Katar, który dzieli z Iranem największe podwodne złoża gazu na świecie, i choćby z tego powodu musi z nim mieć poprawne stosunki, pod blokadą się jednak nie ugiął, zaś dochody z eksploatacji tych złóż nadal przeznacza także na finansowanie Bractwa. Udział Katarczyka w spotkaniu oznacza, że sąsiedzi się w końcu z tym pogodzili.

Żydowsko-arabski sojusz

Ale udział w tym zgromadzeniu szefa sztabu Izraela jest jednak zdumiewający. Państwa arabskie nie utrzymują z państwem żydowskim żadnych stosunków wojskowych, a obecne w Szarm Arabia Saudyjska i Katar – nawet i dyplomatycznych. Tyle tylko, że wspólna obrona przed atakami powietrznymi z Iranu bez Izraela byłaby fikcją. Jedynie Jerozolima ma siły zbrojne zdolne odeprzeć ewentualny irański atak: połączone armie państw Zatoki, choć w nieskończoność karmione petrodolarami, nie są od lat w stanie poradzić sobie z powstaniem Hutich w Jemenie, egipska zaś zajęta jest głownie tłumieniem własnej ludności, by zapobiec powrotowi obalonych rządów islamistów.
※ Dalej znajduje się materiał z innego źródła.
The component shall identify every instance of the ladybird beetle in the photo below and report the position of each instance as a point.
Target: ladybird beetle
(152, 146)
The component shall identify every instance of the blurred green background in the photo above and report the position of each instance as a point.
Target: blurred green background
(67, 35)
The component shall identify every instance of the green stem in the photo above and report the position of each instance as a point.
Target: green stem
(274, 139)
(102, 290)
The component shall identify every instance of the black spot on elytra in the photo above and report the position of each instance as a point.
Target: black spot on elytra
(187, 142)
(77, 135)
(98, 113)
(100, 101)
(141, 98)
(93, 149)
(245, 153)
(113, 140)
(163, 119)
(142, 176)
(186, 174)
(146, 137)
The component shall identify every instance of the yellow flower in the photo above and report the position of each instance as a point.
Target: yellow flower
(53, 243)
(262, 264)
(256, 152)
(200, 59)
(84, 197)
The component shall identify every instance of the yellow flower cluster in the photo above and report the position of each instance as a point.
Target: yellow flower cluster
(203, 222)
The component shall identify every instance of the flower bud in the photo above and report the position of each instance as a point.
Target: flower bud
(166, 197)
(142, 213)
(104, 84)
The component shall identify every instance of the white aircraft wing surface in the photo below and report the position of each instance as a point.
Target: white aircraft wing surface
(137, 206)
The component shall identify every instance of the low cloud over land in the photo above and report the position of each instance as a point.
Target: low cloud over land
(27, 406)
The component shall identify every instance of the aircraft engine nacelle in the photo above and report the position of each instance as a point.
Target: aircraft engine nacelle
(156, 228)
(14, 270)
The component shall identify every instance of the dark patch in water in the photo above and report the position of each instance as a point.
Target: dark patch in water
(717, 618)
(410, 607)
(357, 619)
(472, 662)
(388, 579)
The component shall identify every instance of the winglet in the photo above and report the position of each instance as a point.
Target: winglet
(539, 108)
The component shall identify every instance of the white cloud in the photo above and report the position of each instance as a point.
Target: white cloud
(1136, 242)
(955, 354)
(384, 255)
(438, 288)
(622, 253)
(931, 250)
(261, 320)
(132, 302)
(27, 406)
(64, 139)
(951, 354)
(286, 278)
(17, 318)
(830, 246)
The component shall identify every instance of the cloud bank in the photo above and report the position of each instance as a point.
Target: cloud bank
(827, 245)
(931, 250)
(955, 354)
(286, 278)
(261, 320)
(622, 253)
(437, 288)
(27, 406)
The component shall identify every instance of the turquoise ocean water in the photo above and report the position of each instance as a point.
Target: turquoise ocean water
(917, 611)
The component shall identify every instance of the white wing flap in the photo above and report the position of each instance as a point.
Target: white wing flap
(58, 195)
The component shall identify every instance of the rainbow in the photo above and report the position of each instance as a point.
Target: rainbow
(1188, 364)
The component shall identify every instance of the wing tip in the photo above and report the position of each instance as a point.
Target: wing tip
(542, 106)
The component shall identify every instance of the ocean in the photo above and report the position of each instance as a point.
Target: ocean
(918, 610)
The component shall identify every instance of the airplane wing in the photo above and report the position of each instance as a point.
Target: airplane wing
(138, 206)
Zarazem decyzja o utworzeniu takiego systemu ma dla Izraela, którego zniszczenie Teheran oficjalnie głosi jako cel, znaczenie zasadnicze. Gwarantuje bowiem, że kraj zostanie z wyprzedzeniem ostrzeżony o irańskim ataku, gdy tylko rozpoznają go arabskie systemy wczesnego ostrzegania. Może to w dłuższej perspektywie doprowadzić do zawarcia sojuszu: w końcu tylko Jerozolima jest w stanie rozciągnąć, jeśli Iran zbuduje broń atomową, swój nuklearny parasol nad Zatoką. Amerykanie, którzy dwa tygodnie temu zestrzelili nad Irakiem dwa irańskie drony lecące z ładunkami bojowymi do Izraela, nie będą na Bliskim Wschodzie wiecznie. Podpisane dwa lata temu Porozumienia Abrahamowe – zawarte z inicjatywy prezydenta Donalda Trumpa układy o wzajemnym uznaniu między Izraelem a Emiratami i Bahrajnem, do których dołączyły potem Maroko i Sudan – procentują.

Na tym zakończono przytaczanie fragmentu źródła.